CRÔNICA / VIVÊNCIAS
SALVE JORGE
Aparecida Torneros
O jovem compositor e cantor brasileiro estava pela primeira vez em tournê, no Japão. Apresentava-se na boate “Copacabana”, no centro de Tóquio. Era 1972, fevereiro. Embarquei para a terra do sol nascente, com a recomendação da chefia de reportagem da revista “O Cruzeiro”, de mandar boas matérias sobre o carioca Jorge Bem (ele ainda não atendia por Benjor), peguei o avião numa segunda feira de carnaval. Por sorte, eu tinha assistido ao desfile do Salgueiro, na avenida Presidente Vargas, e essa foi a primeira coisa que ele me perguntou. Também era a primeira vez na sua vida que não desfilava pela escola do coração. Seus olhos brilharam quando lhe contei como estivera lindo na passarela do samba, o Acadêmicos do Salgueiro.

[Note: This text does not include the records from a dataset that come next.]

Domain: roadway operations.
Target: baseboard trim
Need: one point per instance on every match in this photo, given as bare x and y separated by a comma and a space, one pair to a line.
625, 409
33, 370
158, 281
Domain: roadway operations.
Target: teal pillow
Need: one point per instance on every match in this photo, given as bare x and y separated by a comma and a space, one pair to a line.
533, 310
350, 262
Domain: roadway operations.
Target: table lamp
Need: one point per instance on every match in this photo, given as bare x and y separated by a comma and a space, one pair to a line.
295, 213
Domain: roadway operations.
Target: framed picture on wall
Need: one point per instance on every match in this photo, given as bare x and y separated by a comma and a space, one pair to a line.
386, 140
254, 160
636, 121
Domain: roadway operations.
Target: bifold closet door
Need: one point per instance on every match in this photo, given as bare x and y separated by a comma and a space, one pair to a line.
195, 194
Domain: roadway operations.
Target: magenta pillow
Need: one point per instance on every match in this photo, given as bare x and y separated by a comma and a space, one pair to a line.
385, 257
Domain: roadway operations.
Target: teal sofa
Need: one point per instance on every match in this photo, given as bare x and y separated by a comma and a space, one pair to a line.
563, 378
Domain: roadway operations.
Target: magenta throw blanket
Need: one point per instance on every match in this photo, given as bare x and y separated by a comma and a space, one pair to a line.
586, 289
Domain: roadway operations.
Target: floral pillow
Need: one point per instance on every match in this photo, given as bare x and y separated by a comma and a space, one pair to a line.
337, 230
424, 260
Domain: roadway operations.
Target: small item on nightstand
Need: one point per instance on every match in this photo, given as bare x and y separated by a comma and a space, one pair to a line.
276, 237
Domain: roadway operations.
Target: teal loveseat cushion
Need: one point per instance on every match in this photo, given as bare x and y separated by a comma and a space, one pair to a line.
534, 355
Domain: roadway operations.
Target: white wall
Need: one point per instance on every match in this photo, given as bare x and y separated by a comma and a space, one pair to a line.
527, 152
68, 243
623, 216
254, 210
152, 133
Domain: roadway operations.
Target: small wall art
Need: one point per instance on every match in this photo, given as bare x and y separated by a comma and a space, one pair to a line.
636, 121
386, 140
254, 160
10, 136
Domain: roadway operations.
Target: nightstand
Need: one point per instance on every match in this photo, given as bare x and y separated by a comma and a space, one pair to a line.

A quase menina, repórter estreante, a nível de correspondente internacional, com pouco mais de 20 anos, acabava de ser escalada para a viagem de 26 horas, com paradas em Lima, Los Angeles e Alasca, num valente e pequeno boeing antigo, da saudosa Varig. Esta era eu, a jornalista em início de carreira, rumo ao oriente desconhecido e misterioso, onde ficaria por alguns meses para cobrir assuntos variados e enviar matérias, via tripulação de bordo da companhia aérea brasileira, já que, ainda não tínhamos alcançado a era da internet e a telefonia ainda se completava depois de horas a fio, de espera. Só assim eu podia falar com minha família, aos domingos, em ligação difícil com voz embargada tanto pela emoção quanto pela má qualidade do sinal que acontecia por cabos submarinos, por incrível que possa parecer hoje,
Pois o Jorge, salve ele, lá estava, com todo o gás, acompanhado de um trio, o Mossoró, só mais tarde surgiu a famosa banda do Zé Pretinho. O trio, do qual me lembro com alegria, pois havia o Nereu Escovão, figura especial que me fez rir muito em nossas andanças pela cidade. Lembro de um domingo em que fomos, os cinco, ver os jardins do Palácio do Imperador Hiroíto, cujo cortejo passou e todos abaixaram as cabeças, inclusive nós, já que era proibido olhar para o Imperador.
Estivemos também passeando em templos budistas, e até fomos ver a cerimônia do Chá numa casa de gueixas, onde tivemos que negociar minha entrada, pois mulher não entra, e eu fui a exceção.
Aprendemos a admirar aquela cultura por diversos aspectos, talvez o mais marcante seja a sua hierarquia e o respeito às tradições.
Naquele domingo, eu tinha levado um par de luvas, fazia muito frio, eles não pensaram nisso, então , por acordo, cada um de nós podia ficar cinco minutos com as mão calçadas, e o rodízio foi motivo de mil brincadeiras, correrias, pegas-pegas, de jovens brasileiros perdidos em manhã gelada pelas ruas de uma cidade que ainda não havia se contaminado pela loucura ocidental. Isso aconteceu depois, nos anos 80.
As reportagens saíram em série, por algumas semanas, a revista publicou as impressões que enviei, sobre o quanto era interessante ver os japoneses pulando e acompanhando o samba brasileiro, a nossa música sendo absorvida com emoção por gente de gostos tão diferenciados. Eles pronunciavam “sambá”, com acentuação forte no final da palavra, e um toque risonho do seu espanto pela chegada da cultura brasileira que iria se fixar definitivamente no cenário japonês, ao longo das próximas décadas, através de música, futebol, imigrantes e grande aproximação dos dois países.
Na volta ao Brasil, revi o Jorge algumas vezes, cruzando em aeroportos ou assistindo seus shows, acompanho sua trajetória, ímpar, ele é um artista múltiplo e único, de som especial e inconfundível. Naquele tempo, brindou-me com uma música com o meu nome. Embora não tenha sido um sucesso, “Apareceu a Aparecida”, é,para mim, uma manifestação de carinho de um talentoso ídolo da música brasileira, a quem rendo homenagem, desejando sempre, muito sucesso e saúde. Salve Jorge!